A 40-year-old woman was seen by family physician with nocturnal lower back pain in April 1999. The pain was moderate to severe, and occasionally associated with nausea. Her family physician arranged an abdominal ultrasound. This study revealed a 9 × 10-cm cystic mass in the region of the body and tail of the pancreas. A solid, mural nodule was also evident, measuring 2.3 × 2.9 cm. The patient was referred to a general surgeon, who completed an endoscopic retrograde cholangiopancreatography in June 1999. The pancreatic duct was displaced superiorly, and a portion of the duct in the tail and body of the pancreas was not opacified with contrast. Extrinsic compression was favored as the cause of this filling defect. A correlative computed tomography scan of the abdomen was completed the following day (Fig. 1). A well-defined 10-cm cystic mass arising from the posterior aspect of the pancreatic tail was evident. An irregular solid lobulation at the lateral aspect of the cyst was also visible and measured 3 cm in maximum dimension. The cyst caused displacement of the splenic vein and pancreas. Local extension in adjacent organs was not seen.

FIG. 1.
FIG. 1.:
An enhanced axial computed tomography scan demonstrates a large, thin walled cystic neoplasm in the region of the pancreatic tail. A 3-cm mural nodule is apparent laterally.

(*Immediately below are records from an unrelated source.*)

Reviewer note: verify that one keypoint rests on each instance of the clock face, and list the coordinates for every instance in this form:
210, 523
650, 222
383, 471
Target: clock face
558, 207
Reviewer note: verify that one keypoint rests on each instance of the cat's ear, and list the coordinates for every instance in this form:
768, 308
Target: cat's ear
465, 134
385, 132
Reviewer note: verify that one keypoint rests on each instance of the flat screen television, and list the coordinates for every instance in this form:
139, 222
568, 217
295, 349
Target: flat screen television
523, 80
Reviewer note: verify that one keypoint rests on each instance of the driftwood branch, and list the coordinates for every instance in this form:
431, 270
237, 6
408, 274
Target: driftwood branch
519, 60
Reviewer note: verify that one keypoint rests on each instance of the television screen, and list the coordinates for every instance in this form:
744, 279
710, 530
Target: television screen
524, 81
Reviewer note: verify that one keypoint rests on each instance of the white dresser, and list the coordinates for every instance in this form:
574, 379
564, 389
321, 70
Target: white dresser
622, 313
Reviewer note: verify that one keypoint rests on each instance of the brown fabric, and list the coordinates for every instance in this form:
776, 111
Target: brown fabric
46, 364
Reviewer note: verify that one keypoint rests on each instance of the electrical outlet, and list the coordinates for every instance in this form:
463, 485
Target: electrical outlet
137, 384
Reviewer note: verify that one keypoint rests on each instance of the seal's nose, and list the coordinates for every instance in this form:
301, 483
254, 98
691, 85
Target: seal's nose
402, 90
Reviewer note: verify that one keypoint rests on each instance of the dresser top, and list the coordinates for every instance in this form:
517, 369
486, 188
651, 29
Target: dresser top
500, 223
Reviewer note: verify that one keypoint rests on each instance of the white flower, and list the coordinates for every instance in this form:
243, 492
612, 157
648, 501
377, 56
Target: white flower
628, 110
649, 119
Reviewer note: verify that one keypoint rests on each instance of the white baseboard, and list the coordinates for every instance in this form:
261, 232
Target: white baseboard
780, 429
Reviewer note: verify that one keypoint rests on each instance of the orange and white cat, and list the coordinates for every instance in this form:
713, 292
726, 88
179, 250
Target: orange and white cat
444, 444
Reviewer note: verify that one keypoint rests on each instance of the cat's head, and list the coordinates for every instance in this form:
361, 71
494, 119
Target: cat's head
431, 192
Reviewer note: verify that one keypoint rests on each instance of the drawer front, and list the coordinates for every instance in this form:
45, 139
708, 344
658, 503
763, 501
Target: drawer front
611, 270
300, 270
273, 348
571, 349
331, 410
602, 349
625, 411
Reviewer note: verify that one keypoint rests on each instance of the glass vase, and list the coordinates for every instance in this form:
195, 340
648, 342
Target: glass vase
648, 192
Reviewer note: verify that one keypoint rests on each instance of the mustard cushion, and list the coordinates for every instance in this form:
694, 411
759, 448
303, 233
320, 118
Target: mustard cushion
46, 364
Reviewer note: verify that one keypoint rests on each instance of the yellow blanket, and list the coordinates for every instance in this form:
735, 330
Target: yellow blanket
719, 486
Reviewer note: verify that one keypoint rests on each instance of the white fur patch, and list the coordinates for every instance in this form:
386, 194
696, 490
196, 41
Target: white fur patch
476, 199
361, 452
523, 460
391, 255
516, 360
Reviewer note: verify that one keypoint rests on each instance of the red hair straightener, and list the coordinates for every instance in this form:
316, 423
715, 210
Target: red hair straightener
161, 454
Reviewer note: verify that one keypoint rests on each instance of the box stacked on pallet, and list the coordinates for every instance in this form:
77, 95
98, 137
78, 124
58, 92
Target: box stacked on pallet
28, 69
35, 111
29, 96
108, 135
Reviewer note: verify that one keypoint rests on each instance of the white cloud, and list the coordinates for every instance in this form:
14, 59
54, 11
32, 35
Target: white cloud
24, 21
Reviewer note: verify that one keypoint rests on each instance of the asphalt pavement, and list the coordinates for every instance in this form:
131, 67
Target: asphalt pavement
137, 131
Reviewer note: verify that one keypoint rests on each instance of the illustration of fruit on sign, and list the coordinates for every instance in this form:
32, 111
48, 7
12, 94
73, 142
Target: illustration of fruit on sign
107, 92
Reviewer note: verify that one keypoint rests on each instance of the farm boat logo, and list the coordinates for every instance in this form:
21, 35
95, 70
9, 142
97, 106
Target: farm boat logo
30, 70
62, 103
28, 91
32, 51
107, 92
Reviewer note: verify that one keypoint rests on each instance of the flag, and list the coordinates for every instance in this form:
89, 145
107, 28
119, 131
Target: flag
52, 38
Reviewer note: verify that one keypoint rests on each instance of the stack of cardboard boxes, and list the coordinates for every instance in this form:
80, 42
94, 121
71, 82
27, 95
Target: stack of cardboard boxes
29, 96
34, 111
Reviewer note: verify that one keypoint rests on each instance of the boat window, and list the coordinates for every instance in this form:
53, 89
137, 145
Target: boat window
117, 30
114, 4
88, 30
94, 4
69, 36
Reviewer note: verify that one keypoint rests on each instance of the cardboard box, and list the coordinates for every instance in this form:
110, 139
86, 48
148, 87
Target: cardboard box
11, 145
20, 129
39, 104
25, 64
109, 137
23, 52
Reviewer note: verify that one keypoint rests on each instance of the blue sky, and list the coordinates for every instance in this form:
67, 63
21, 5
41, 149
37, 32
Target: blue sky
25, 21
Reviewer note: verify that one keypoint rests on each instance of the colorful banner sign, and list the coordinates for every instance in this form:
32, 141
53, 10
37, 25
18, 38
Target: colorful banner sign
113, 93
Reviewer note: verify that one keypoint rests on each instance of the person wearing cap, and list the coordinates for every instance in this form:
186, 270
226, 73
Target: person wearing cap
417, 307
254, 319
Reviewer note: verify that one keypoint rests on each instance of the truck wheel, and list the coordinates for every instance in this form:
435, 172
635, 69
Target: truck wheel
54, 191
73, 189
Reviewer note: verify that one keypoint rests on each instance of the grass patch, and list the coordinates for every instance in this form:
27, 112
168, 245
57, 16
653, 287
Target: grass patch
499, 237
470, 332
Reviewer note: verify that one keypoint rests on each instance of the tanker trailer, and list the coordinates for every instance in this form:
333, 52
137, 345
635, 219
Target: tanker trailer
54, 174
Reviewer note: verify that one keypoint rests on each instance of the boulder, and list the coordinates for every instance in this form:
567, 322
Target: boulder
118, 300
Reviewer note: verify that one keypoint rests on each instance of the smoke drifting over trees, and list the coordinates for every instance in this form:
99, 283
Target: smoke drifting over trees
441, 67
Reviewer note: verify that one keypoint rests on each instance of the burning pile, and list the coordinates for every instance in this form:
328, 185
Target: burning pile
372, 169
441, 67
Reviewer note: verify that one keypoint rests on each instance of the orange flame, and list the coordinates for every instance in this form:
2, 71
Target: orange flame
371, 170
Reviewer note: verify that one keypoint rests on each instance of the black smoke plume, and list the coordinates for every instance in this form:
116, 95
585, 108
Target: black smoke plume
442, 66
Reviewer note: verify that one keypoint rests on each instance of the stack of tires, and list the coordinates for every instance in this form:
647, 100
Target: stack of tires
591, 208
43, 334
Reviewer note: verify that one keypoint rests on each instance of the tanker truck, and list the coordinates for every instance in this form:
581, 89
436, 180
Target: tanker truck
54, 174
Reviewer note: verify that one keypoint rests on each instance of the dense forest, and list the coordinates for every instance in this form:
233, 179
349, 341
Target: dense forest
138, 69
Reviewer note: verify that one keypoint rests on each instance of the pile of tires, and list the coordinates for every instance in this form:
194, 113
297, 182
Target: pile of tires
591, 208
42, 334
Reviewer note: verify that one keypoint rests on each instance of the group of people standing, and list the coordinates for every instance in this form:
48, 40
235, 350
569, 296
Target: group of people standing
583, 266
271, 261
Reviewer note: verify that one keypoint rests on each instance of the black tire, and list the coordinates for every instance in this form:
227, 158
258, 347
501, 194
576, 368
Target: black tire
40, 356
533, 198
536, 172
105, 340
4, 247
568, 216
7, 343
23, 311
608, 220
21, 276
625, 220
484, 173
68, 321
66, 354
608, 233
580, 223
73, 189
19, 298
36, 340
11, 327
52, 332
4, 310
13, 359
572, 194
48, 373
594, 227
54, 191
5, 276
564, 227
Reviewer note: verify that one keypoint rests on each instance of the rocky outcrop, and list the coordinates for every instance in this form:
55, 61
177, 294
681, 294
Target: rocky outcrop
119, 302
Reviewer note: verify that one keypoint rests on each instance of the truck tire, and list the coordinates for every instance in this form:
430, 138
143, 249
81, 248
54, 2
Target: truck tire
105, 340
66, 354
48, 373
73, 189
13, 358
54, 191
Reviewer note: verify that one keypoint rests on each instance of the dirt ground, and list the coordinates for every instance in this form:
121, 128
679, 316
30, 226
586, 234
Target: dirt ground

On review of her computed tomography scan findings, the patient was admitted to the hospital. The likelihood of a malignant pancreatic neoplasm was discussed, and a laparotomy was performed 4 days later. Intraoperatively, a 15-cm mixed translucent/opaque neoplasm was identified. The pancreas was splayed over the top of and adherent to the lesion. The mass bulged through the transverse mesocolon and against the stomach. It was mobile on the retroperitoneum. Enlarged gastric vessels and mild splenic enlargement suggested splenic vein thrombosis and mild portal hypertension. Surprisingly, en bloc resection was successful without rupture of the cyst wall. Coincident splenectomy and a partial pancreatectomy were also completed. Sepsis and a small bowel obstruction from adhesions complicated her postoperative course. She had a second laparotomy 3 weeks after her initial surgery to relieve her bowel obstruction. She made a full recovery and was discharged from the hospital 3 weeks later.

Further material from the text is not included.